The Strange Case of Cavendish eBook

This eBook from the Gutenberg Project consists of approximately 329 pages of information about The Strange Case of Cavendish.

The Strange Case of Cavendish eBook

This eBook from the Gutenberg Project consists of approximately 329 pages of information about The Strange Case of Cavendish.

Lacy leaped to his feet, but Westcott’s gun rose steadily, and the man stood with clenched hands, helpless in his tracks.

“Who says that?” he demanded.

“I am mentioning no names at present, but the very fact that I know these things ought to be sufficient.  You better sit down, Lacy, before you forget yourself and get hurt.  If you imagine this gun isn’t loaded, a single step forward will test it.  Sit down!  I am not through yet.”

There was a quiet, earnest threat in the voice which Lacy understood, the sort of threat which meant strict attention to business, and he relaxed into his chair.

“I’ll get you for this, Westcott,” he muttered savagely, hate burning in his eyes.  “I haven’t played my last cards—­yet.”

The miner smiled grimly, but with no relaxation of vigilance.  He was into it now, and proposed seeing it through.

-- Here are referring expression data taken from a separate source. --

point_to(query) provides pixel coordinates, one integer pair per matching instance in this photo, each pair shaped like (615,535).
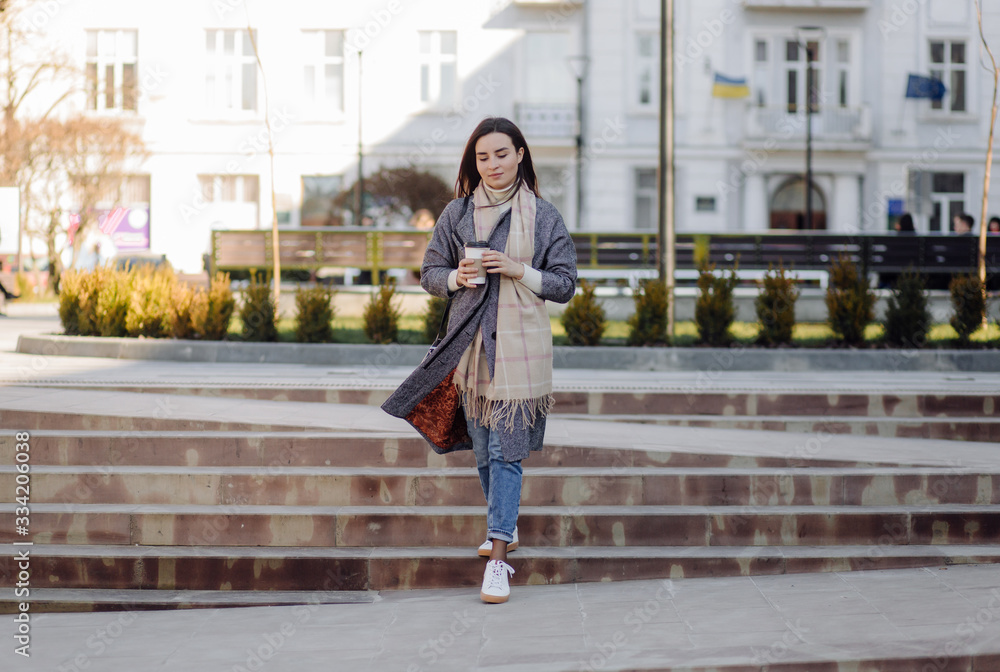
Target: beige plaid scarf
(522,384)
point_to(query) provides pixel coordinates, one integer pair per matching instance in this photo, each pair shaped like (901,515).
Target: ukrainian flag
(729,87)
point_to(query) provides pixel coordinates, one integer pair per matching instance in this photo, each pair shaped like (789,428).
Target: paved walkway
(939,616)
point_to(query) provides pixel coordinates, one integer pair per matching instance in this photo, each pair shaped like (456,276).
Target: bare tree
(23,70)
(995,71)
(402,191)
(275,242)
(62,162)
(86,162)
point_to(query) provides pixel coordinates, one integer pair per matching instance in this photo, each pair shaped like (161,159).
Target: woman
(459,398)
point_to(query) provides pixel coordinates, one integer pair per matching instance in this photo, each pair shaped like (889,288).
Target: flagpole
(666,247)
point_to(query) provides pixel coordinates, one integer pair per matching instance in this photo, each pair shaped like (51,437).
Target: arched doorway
(788,206)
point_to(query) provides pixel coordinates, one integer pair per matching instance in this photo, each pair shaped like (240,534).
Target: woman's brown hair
(468,174)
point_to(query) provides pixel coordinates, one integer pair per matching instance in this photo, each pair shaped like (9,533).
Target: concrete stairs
(973,416)
(166,512)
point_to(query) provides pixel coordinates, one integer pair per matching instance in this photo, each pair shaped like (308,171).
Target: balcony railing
(546,120)
(829,123)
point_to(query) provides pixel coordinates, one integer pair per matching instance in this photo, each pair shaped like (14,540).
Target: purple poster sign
(128,228)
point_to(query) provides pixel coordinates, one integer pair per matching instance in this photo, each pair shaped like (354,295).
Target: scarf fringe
(504,413)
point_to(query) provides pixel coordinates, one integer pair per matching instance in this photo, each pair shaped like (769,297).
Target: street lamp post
(359,202)
(809,112)
(666,239)
(811,100)
(578,64)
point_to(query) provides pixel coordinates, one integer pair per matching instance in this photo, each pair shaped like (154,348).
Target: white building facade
(185,75)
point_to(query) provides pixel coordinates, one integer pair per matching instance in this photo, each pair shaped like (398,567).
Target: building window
(230,188)
(645,199)
(547,78)
(797,72)
(231,71)
(947,200)
(323,80)
(948,65)
(112,63)
(438,66)
(647,70)
(704,204)
(762,72)
(318,194)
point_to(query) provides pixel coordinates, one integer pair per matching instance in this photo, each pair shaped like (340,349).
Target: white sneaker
(487,548)
(496,588)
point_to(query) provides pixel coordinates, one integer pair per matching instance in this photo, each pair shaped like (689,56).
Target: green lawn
(806,335)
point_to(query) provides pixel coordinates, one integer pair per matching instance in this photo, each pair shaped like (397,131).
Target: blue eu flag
(925,87)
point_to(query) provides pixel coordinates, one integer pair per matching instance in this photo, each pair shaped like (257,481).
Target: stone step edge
(637,510)
(646,419)
(568,357)
(376,395)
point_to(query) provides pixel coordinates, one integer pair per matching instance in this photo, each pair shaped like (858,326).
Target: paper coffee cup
(474,251)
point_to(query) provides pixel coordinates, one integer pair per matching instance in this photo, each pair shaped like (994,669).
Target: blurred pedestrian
(488,384)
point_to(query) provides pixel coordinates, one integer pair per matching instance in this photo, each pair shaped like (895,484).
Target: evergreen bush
(219,307)
(648,325)
(113,299)
(381,316)
(714,311)
(187,303)
(87,297)
(968,301)
(584,319)
(150,310)
(22,282)
(433,316)
(69,302)
(258,313)
(907,319)
(314,315)
(775,306)
(850,302)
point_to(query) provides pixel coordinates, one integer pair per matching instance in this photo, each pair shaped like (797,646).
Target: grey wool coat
(427,399)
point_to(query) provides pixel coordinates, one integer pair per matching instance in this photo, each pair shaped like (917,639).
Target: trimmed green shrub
(258,312)
(22,283)
(219,308)
(775,306)
(907,319)
(150,309)
(381,317)
(187,303)
(850,302)
(113,300)
(648,325)
(714,311)
(314,315)
(87,296)
(584,318)
(968,300)
(433,316)
(70,287)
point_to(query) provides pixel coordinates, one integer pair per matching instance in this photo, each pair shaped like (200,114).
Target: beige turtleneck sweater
(532,277)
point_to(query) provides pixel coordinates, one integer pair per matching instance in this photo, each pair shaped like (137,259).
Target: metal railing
(381,250)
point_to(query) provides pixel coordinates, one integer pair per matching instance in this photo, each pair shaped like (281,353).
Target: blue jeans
(501,481)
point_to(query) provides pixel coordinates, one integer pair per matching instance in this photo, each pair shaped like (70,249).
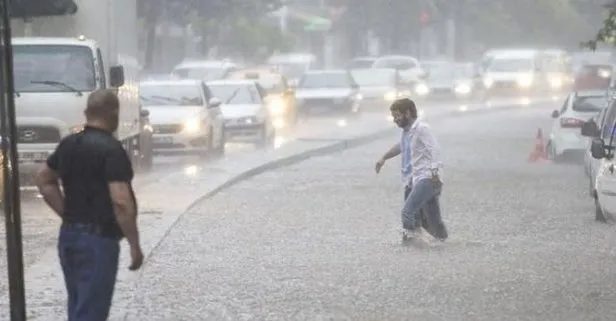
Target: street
(318,240)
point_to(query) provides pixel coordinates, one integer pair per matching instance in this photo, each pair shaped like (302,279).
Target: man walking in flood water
(421,173)
(97,206)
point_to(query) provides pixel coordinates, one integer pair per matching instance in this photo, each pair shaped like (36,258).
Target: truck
(58,61)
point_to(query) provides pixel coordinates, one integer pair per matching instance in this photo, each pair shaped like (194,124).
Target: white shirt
(425,152)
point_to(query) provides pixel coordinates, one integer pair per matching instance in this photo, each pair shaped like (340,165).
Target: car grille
(38,135)
(505,85)
(241,121)
(167,129)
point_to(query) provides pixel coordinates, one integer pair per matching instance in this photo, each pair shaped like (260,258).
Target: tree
(607,32)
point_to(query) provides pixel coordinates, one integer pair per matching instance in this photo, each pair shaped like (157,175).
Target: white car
(247,117)
(566,138)
(184,115)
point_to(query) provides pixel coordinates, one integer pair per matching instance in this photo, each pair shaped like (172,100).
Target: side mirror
(116,76)
(214,102)
(597,148)
(589,129)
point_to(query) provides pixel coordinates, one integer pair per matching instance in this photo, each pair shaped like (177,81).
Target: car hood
(504,75)
(172,114)
(237,111)
(323,93)
(375,91)
(41,108)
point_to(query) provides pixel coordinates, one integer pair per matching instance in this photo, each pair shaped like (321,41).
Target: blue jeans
(422,208)
(90,266)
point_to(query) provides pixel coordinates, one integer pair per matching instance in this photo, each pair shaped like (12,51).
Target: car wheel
(551,151)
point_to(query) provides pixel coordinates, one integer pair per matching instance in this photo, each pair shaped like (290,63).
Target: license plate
(33,156)
(163,140)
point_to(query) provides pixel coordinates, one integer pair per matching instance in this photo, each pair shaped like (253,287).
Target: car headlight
(390,96)
(525,81)
(277,106)
(422,89)
(76,129)
(488,82)
(556,82)
(192,125)
(463,89)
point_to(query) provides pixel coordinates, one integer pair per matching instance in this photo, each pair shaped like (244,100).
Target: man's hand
(136,258)
(379,165)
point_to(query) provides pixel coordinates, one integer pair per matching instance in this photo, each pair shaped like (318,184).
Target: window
(101,68)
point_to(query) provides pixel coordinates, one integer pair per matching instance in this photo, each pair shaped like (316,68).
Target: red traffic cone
(539,153)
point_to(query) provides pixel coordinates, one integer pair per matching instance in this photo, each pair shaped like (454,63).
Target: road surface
(318,240)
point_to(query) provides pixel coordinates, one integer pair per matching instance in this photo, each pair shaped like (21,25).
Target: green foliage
(607,32)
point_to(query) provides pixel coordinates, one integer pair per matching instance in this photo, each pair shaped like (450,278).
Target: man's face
(401,119)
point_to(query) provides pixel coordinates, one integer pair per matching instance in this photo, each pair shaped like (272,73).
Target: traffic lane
(319,240)
(40,224)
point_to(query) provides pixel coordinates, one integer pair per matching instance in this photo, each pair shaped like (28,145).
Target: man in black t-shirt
(97,207)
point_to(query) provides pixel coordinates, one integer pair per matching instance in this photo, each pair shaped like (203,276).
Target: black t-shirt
(86,163)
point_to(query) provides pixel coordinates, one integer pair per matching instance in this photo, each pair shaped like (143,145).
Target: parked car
(329,90)
(280,97)
(184,115)
(379,87)
(602,180)
(247,117)
(565,137)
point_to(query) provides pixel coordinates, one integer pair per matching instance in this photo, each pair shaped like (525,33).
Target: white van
(516,72)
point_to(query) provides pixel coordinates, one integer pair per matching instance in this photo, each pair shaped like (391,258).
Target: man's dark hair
(404,105)
(102,104)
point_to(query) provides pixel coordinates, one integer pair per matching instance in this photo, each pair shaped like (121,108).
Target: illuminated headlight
(422,89)
(463,89)
(556,82)
(525,81)
(192,125)
(277,106)
(488,82)
(390,96)
(604,73)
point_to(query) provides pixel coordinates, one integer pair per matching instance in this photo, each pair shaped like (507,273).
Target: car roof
(235,82)
(171,82)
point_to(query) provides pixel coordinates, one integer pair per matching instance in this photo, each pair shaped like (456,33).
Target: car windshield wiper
(58,84)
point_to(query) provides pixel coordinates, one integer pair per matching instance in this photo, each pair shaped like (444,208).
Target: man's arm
(392,152)
(118,173)
(432,148)
(47,183)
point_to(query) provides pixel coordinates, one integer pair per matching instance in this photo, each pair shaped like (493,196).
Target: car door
(605,182)
(214,114)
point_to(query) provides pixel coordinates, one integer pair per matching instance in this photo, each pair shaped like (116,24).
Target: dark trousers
(430,220)
(90,266)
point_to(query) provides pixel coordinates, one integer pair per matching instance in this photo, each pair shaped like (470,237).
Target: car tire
(551,151)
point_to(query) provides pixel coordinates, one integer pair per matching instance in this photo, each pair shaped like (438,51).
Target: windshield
(373,77)
(325,80)
(589,103)
(360,63)
(235,94)
(511,65)
(205,73)
(170,95)
(70,65)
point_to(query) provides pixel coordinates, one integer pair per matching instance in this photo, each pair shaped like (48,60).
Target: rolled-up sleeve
(432,148)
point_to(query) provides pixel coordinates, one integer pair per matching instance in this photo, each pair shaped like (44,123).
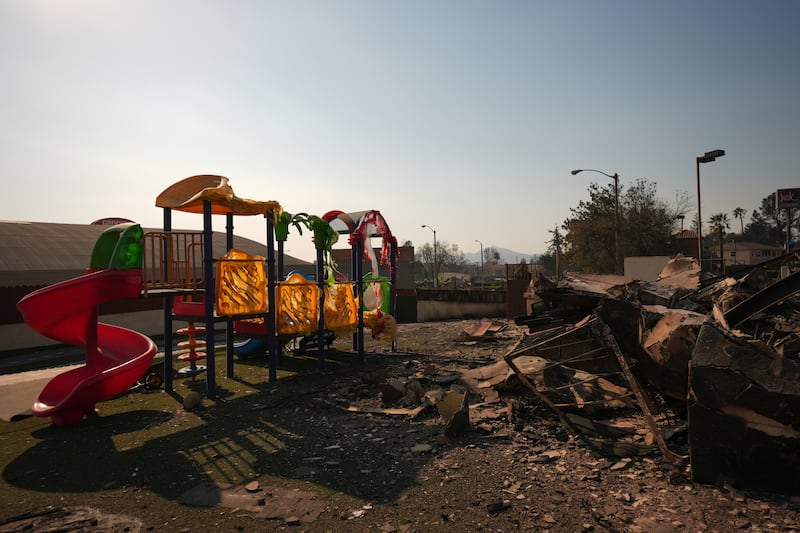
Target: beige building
(748,253)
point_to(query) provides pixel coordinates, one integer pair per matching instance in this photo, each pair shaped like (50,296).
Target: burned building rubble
(719,356)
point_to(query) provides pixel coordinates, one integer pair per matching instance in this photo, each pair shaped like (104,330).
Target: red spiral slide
(116,357)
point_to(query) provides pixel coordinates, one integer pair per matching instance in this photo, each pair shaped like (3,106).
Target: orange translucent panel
(341,311)
(241,284)
(298,305)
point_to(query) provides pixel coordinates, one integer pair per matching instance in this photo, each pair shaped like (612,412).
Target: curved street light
(435,258)
(479,242)
(614,177)
(708,157)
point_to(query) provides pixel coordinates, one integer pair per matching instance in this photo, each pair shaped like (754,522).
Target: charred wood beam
(608,340)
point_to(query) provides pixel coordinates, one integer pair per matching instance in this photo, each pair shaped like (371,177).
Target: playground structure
(245,294)
(116,357)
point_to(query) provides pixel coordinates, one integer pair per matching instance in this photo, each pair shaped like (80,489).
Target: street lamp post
(435,258)
(614,177)
(479,242)
(708,157)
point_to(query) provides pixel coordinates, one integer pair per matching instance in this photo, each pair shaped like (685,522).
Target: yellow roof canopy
(189,194)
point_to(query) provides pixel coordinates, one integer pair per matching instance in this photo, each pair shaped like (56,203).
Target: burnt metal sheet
(764,299)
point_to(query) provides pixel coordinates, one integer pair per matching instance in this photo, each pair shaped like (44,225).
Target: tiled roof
(41,253)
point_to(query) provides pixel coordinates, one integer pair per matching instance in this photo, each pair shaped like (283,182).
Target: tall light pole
(435,258)
(479,242)
(708,157)
(614,177)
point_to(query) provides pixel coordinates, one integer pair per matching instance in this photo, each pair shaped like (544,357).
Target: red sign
(787,198)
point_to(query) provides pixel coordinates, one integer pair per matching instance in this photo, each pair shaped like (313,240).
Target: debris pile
(719,356)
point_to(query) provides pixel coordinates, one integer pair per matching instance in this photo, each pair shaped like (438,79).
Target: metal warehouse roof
(42,253)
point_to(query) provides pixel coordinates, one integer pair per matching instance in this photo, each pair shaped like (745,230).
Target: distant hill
(506,256)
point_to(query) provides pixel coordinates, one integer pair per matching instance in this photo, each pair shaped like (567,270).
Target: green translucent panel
(118,248)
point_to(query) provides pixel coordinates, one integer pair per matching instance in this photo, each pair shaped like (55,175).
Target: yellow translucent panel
(341,311)
(298,306)
(383,327)
(241,284)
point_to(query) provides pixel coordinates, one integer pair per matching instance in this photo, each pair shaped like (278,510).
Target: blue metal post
(168,369)
(208,275)
(272,338)
(321,303)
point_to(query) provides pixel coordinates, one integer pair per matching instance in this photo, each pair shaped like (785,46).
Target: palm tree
(554,245)
(719,223)
(740,213)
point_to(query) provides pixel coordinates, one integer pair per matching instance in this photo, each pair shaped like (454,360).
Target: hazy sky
(463,115)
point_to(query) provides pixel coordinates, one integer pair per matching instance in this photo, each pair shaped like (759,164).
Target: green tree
(719,223)
(554,248)
(491,255)
(645,226)
(740,213)
(767,225)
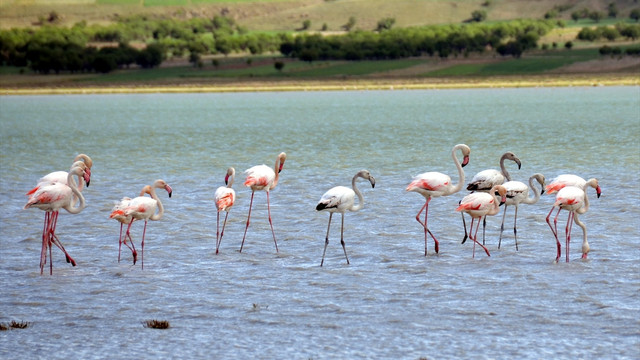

“I have a few left myself,” he returned soberly.  “Your man Moore drove south, taking the road leading into the Shoshone desert, and he had another one of your gang with him.  Then you, and two others, went back into the hotel, using the outside stairs.  I take it the two others were Enright, here, and Ned Beaton.”

He leaned forward, his face set like flint.

“Now see here, Lacy.  I know these things.  I can prove them by a perfectly competent witness.  It is up to you to answer my questions, and answer them straight.  I’ve got you two fellows dead to rights anyway you look at it.  If you dare lay hands on me I’ll kill you; if you refuse to tell me what I want to know, I’ll swear out warrants inside of thirty minutes.  Now what do you choose?”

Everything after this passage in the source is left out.